This tea ceremony set includes a cast iron teapot, a hishaku (bamboo ladle), a sasara (whisk), and a ceramic chawan (tea bowl). This small teapot is decorated in relief on the sides with a landscape image featuring a temple, trees, and a stupa on one side. On the other side is an inscription in Japanese with a rectangular seal shape near the spout. The base is slightly narrower than the sides at the widest point. The kettle has a fixed handle and a removable lid with a red seal/sticker on the inside. A separate metal tea strainer can be inserted into the pot for brewing. This bamboo ladle (hishaku) is intended for scooping water for Japanese tea. The node of the bamboo stalk forms the bowl of ladle. A narrow slit for the handle is cut into the bowl. The handle can be removed; the curve of the handle secures it in the slit of the ladle's bowl. This small bamboo tea whisk (sasara) is for making types of Japanese green tea. This small ceramic chawan is a reddish/brown color with white and black/gray marks due to glazing. The shape is round but slightly irregular in spots, allowing the glaze to pool and add to the decorative effect and the sense of wabi-sabi. There is a small circlar foot at the base of tea bowl with angled sides of the base tapering to the sides of the bowl.

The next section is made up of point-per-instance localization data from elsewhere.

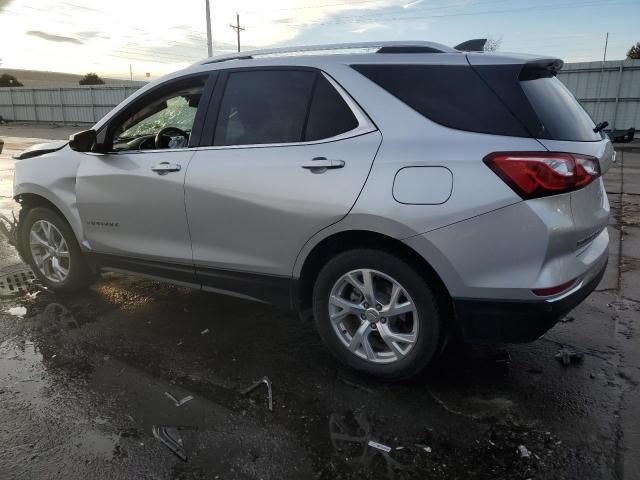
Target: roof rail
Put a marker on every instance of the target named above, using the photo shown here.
(381, 47)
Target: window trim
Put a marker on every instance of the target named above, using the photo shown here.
(210, 80)
(365, 124)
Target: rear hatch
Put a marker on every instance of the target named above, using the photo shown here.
(552, 115)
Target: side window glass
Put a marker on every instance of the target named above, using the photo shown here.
(329, 114)
(262, 107)
(162, 121)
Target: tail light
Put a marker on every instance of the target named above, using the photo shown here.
(540, 174)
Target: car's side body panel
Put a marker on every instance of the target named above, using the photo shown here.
(128, 209)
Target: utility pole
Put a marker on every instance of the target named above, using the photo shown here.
(237, 28)
(600, 80)
(209, 40)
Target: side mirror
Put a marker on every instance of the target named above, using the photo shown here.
(85, 141)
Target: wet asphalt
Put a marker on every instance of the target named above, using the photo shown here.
(84, 380)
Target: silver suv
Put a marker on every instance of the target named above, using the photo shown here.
(400, 193)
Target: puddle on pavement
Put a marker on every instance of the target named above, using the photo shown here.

The tea ceremony is a tea-making ritual from Japan (and practiced less frequently in China and Korea). At a very basic level, tea ceremonies are a formalized way of making a hot drink, through a process that has been refined to yield the best taste. In Japanese, the tea ceremony is referred to as the chado, literally "the Way of Tea," or cha-no-yu ("tea water"). In keeping with this Way of Tea, in the ceremony, tea essentially becomes more than just a drink: the tea ceremony is understood and practiced to foster harmony in humanity and with nature, and to discipline the mind, quiet the heart, and attain the purity of enlightenment.
The term wabi-sabi derives from Zen Buddhism and is often used when speaking of the ritual of the tea ceremony. Difficult to translate literally, wabi may be said to mean "without decoration or visible luxury," while sabi connotes "old and atmospheric." In essence, the term embodies a sense of beauty in the imperfect, impermanent, and incomplete. It derives in part from the Buddhist concept of impermanence--a belief that nothing (not even the self) is fixed, and therefore that attachment leads to only suffering. The aesthetic of wabi-sabi often includes: asymmetry, roughness, simplicity, austerity, and an appreciation of natural qualities/the effects of natural processes.